In his testimony, Ms Zadroga quoted from a letter written by his son: “Everyone praises the dead as heroes, as they should, but there are more living suffering than dead.”
The Ocean County Medical Examiner had initially determined that James Zadroga died of “respiratory failure” resulting from “a history of exposure to toxic fumes and dusts.”
But about a year and a half later, New York City’s chief medical examiner, Charles S. Hirsch, concluded that the particles in his lungs came from prescription drug abuse. (His family said that if he had been on pain medication, it was because he was finding it increasingly painful to breathe.) A third opinion, by Dr. Michael Baden, who was the city’s chief medical examiner in the late 1970s, supported the coroner’s original finding.
The conflicting opinions confused Mayor Michael R. Bloomberg, who endorsed Dr. Hirsch and said: “We wanted to have a hero, and there are many heroes. It’s just that in this case, science says he wasn’t a hero.” The mayor later apologized, saying, “I think James Zadroga was a hero for the way he lived, regardless of the way he died.”
James Zadroga is not listed on the 9/11 memorial.
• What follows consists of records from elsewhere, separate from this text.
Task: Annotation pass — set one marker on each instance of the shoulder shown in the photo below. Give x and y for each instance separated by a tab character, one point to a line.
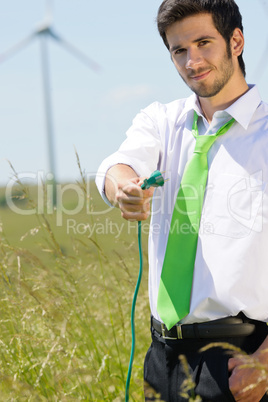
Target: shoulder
165	112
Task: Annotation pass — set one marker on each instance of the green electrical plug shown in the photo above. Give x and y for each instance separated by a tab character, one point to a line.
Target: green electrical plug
155	180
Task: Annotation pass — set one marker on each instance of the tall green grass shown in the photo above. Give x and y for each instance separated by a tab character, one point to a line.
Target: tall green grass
65	306
65	303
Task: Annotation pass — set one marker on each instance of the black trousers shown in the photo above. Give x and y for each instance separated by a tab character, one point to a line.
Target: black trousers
168	378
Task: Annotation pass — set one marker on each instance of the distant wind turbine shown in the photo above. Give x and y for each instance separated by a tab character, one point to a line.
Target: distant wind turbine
44	31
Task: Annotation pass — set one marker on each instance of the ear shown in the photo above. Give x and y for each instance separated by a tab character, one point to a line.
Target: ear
237	42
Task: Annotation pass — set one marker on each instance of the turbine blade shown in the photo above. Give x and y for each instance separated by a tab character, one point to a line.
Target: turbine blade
75	51
16	48
49	13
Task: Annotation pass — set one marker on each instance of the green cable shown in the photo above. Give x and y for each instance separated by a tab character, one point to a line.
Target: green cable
155	180
133	315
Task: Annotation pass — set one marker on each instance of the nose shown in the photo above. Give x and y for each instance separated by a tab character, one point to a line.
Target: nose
193	59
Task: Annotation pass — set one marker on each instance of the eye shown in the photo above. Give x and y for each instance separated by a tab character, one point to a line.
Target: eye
203	43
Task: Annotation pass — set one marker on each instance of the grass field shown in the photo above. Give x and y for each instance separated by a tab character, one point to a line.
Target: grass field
68	276
67	282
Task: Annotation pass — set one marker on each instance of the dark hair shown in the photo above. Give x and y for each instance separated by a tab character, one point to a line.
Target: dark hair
225	13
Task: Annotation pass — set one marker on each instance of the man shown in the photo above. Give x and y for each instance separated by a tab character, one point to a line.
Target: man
205	40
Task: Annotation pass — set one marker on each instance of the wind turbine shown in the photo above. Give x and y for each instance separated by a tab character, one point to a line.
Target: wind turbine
44	31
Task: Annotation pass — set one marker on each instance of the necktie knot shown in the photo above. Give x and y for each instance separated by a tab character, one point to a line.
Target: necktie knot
175	287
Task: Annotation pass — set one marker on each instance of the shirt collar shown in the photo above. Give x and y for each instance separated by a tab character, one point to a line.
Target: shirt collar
242	110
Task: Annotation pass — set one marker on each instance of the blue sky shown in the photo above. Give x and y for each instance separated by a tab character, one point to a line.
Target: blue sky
92	111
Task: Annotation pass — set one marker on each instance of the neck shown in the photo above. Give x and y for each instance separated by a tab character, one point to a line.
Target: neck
222	100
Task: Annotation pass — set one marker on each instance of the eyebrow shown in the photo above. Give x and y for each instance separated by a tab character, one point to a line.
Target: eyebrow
176	47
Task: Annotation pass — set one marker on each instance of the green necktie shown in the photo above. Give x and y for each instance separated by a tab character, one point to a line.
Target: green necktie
174	295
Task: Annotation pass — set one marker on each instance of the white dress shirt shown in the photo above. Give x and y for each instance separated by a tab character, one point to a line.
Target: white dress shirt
231	267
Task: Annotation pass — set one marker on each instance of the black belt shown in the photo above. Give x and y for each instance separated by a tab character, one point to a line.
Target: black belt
222	328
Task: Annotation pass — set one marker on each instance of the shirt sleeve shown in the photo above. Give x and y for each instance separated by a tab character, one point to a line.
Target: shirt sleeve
141	150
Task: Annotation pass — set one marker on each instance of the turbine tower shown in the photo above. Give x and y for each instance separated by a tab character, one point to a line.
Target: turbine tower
44	31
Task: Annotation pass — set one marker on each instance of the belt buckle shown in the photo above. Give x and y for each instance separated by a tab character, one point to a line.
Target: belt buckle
179	332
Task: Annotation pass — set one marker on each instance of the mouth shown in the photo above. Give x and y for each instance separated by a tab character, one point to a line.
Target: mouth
200	76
Joseph Charles Zadroga was born on April 2, 1947 in Newark. His father, Charles, worked for RCA. His mother, Ann (Czyc) Zadroga, ran the household.
After graduating from North Arlington High School, Joseph earned a bachelor’s degree in criminal justice from William Paterson College (now William Paterson University) in Wayne, NJ, and a master’s degree in emergency management from Fairleigh Dickinson University. He served in the Army in Vietnam from 1966 to 1968.
In addition to his wife, Linda (Baczewski) Zadroga, and his son, Mr. Zadroga is survived by his sister, Paula Bates, and two grandchildren.
Joseph Zadroga worked for the North Arlington Police Department from 1970 until 1997, when he retired as chief. He later taught at the Bergen County Police Academy. Tattooed on his forearm was a cross, his son’s name and the words “Not Forgotten”.
“Joe turned his son’s tragedy into something that really helped so many people,” said Michael Barras, James Zandroga’s attorney. northjersey.comadding that James “did not die in vain, because of the autopsy his parents ordered.”
“Without that,” he said, “we would never have had the evidence to get Congress to act.”